I am trying to update the weight each epoch, but I am processing the data in batches. The problem is, to normalize the loss, I need to tape TensorFlow variables outside the training loop(to be tracked and normalized). But when I do this, the training time is Huge.
I think, it accumulates variables from all batches into the graph and calculates gradients at the end.
I have started tracking variables outside the for loop and inside the for loop and the later is faster than first. I am confused about why this happens because whatever I do, my model's trainable variables and loss remain the same.
# Very Slow
loss_value = 0
batches = 0
with tf.GradientTape() as tape:
for inputs, min_seq in zip(dataset, minutes_sequence):
temp_loss_value = my_loss_function(inputs, min_seq)
batches +=1
loss_value = loss_value + temp_loss_value
# The following line takes huge time.
grads = tape.gradient(loss_value, model.trainable_variables)
# Very Fast
loss_value = 0
batches = 0
for inputs, min_seq in zip(dataset, minutes_sequence):
with tf.GradientTape() as tape:
temp_loss_value = my_loss_function(inputs, min_seq)
batches +=1
loss_value = loss_value + temp_loss_value
# If I do the following line, the graph will break because this are out of tape's scope.

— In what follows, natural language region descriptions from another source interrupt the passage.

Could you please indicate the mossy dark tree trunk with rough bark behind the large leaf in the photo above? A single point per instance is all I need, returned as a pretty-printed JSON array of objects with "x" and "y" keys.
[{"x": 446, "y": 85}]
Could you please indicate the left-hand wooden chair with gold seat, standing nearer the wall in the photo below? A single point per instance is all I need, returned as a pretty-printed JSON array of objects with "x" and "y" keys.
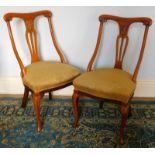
[{"x": 40, "y": 76}]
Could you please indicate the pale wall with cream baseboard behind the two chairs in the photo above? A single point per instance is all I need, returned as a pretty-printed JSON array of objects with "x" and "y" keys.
[{"x": 76, "y": 31}]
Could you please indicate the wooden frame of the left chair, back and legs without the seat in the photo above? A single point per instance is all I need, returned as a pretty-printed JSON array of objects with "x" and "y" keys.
[{"x": 31, "y": 38}]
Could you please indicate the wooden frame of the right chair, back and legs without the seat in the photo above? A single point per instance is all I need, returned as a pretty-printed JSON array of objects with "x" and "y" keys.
[{"x": 124, "y": 24}]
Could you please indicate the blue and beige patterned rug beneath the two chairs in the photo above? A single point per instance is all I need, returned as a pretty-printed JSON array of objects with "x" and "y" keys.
[{"x": 98, "y": 128}]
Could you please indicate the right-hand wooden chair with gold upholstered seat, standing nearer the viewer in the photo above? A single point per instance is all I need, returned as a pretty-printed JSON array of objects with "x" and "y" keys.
[{"x": 112, "y": 84}]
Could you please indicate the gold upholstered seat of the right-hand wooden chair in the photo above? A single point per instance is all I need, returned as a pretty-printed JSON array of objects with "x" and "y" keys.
[{"x": 108, "y": 83}]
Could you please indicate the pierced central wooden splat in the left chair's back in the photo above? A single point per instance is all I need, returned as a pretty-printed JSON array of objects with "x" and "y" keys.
[{"x": 31, "y": 39}]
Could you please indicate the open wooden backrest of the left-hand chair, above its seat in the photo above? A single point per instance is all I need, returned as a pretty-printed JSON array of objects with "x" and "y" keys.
[{"x": 30, "y": 34}]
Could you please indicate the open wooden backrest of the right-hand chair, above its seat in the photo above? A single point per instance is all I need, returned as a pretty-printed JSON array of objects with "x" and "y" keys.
[{"x": 122, "y": 39}]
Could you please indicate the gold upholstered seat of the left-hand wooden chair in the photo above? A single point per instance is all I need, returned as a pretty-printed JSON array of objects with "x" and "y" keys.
[{"x": 44, "y": 75}]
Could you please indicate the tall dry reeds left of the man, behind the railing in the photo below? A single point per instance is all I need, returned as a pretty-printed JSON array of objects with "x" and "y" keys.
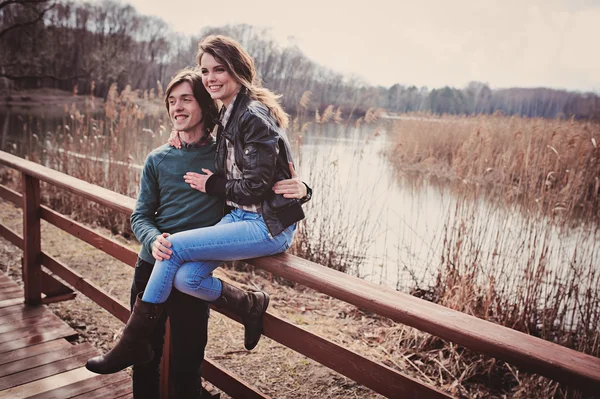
[{"x": 104, "y": 143}]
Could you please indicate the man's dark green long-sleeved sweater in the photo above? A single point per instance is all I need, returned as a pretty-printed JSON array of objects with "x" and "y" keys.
[{"x": 166, "y": 204}]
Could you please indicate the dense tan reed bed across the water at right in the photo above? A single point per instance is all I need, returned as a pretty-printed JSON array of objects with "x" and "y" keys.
[{"x": 552, "y": 166}]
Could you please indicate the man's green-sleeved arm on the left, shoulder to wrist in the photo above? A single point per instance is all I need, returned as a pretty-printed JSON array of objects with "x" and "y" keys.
[{"x": 143, "y": 218}]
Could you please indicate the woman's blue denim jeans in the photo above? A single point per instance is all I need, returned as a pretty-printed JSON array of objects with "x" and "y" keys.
[{"x": 196, "y": 253}]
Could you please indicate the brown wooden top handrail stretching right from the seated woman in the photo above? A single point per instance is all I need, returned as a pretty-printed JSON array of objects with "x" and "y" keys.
[{"x": 531, "y": 353}]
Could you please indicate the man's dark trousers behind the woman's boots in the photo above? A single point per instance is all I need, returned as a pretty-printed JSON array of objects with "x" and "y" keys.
[{"x": 189, "y": 326}]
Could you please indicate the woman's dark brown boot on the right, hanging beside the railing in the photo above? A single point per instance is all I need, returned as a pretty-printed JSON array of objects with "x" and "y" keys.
[{"x": 250, "y": 306}]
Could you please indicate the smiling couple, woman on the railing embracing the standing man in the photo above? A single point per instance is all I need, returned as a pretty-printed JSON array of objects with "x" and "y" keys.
[{"x": 253, "y": 175}]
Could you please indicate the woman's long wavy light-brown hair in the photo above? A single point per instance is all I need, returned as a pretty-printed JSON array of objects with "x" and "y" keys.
[{"x": 240, "y": 65}]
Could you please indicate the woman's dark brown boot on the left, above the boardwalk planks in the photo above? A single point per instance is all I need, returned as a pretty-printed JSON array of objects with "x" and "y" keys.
[{"x": 133, "y": 347}]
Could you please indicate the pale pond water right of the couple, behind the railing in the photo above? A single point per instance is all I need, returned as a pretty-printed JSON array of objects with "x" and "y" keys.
[{"x": 403, "y": 226}]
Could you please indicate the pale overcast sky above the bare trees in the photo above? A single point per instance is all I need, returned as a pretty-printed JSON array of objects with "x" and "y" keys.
[{"x": 551, "y": 43}]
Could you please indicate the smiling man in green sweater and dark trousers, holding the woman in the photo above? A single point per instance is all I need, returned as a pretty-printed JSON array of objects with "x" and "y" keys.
[{"x": 167, "y": 204}]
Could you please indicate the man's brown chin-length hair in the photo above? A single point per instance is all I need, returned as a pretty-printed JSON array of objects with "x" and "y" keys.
[{"x": 207, "y": 104}]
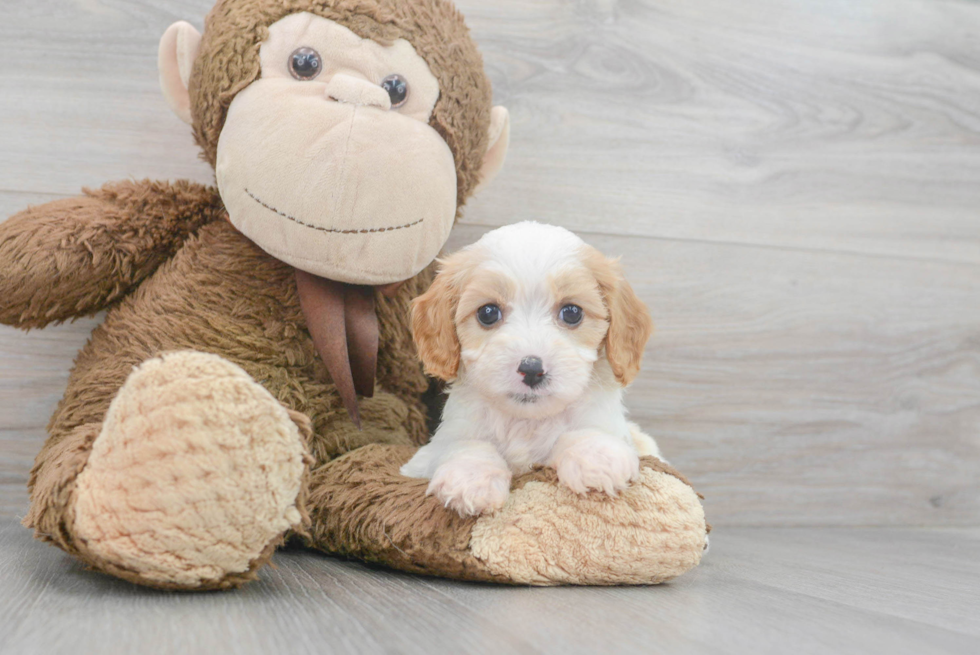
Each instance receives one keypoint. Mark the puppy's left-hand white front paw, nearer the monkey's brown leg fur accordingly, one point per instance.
(470, 488)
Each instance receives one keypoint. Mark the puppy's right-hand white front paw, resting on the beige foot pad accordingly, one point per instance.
(599, 462)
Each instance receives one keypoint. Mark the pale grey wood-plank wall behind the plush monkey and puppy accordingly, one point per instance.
(793, 186)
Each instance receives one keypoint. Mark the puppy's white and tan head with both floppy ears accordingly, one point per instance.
(522, 316)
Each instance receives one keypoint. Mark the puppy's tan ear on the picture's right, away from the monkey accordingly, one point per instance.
(630, 325)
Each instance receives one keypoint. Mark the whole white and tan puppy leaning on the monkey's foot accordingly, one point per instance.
(537, 333)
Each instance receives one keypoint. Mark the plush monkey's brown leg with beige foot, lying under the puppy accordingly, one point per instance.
(544, 535)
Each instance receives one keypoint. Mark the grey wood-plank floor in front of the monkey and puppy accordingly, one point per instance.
(760, 590)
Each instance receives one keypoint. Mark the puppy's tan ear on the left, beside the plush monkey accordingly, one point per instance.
(433, 325)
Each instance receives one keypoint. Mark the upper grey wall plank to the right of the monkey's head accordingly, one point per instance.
(848, 126)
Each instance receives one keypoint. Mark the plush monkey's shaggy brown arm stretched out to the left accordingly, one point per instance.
(76, 256)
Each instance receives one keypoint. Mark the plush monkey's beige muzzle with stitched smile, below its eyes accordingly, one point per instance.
(351, 193)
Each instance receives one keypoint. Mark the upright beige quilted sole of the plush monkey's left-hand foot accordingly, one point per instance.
(193, 479)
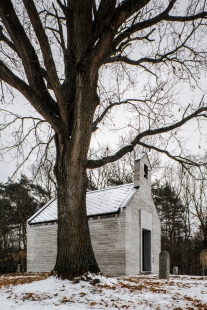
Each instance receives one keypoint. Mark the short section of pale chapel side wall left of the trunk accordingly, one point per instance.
(41, 248)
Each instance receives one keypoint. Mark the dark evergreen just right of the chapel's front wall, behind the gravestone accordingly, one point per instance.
(174, 228)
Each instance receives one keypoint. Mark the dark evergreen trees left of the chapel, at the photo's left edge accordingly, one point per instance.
(18, 201)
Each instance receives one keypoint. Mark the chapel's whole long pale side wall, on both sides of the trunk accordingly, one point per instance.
(107, 237)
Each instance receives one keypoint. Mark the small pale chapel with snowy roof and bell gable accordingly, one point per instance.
(115, 225)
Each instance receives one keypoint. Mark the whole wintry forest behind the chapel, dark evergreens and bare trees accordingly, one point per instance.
(180, 199)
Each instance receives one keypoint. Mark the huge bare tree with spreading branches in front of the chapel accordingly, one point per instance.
(53, 53)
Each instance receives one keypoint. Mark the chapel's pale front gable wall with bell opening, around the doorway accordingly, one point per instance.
(142, 200)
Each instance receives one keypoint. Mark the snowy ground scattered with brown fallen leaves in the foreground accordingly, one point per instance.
(37, 292)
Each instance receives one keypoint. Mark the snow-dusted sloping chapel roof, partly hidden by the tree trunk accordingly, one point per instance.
(108, 200)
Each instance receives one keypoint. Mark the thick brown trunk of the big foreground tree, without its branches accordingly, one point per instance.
(75, 254)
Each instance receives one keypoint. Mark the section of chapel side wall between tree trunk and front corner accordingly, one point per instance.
(108, 241)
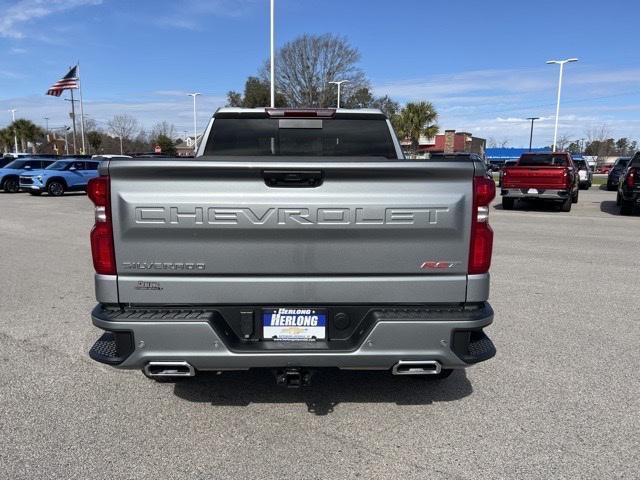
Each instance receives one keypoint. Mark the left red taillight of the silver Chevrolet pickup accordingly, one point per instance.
(102, 250)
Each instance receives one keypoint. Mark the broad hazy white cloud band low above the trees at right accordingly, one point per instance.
(495, 103)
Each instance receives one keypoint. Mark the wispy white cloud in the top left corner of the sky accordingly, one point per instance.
(24, 11)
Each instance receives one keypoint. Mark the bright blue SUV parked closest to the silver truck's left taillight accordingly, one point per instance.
(66, 175)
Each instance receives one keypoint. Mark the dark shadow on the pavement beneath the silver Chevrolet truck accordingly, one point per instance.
(328, 389)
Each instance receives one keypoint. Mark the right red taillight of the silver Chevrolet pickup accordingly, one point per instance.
(484, 190)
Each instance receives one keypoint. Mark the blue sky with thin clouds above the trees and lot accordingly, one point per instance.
(481, 63)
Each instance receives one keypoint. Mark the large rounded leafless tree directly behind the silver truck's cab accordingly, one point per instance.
(306, 65)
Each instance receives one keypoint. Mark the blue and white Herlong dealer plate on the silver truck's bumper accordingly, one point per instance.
(294, 324)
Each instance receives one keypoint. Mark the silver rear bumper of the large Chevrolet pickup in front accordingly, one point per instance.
(454, 337)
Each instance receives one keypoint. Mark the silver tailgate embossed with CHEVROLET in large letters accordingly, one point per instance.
(204, 231)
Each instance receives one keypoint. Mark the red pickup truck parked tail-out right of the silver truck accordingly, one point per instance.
(541, 176)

loss_value = loss_value / batches
# the following line takes huge time
grads = tape.gradient(loss_value, model.trainable_variables)
When I declare tf.GradientTape() inside the for loop, it is very fast but I outside It is slow.
P.S. - This is for a custom loss and the architecture contains just one hidden layer of size 10.
I want to know, the difference tf.GradientTape()'s position makes and how it should be used for per epoch weights updating in batched dataset.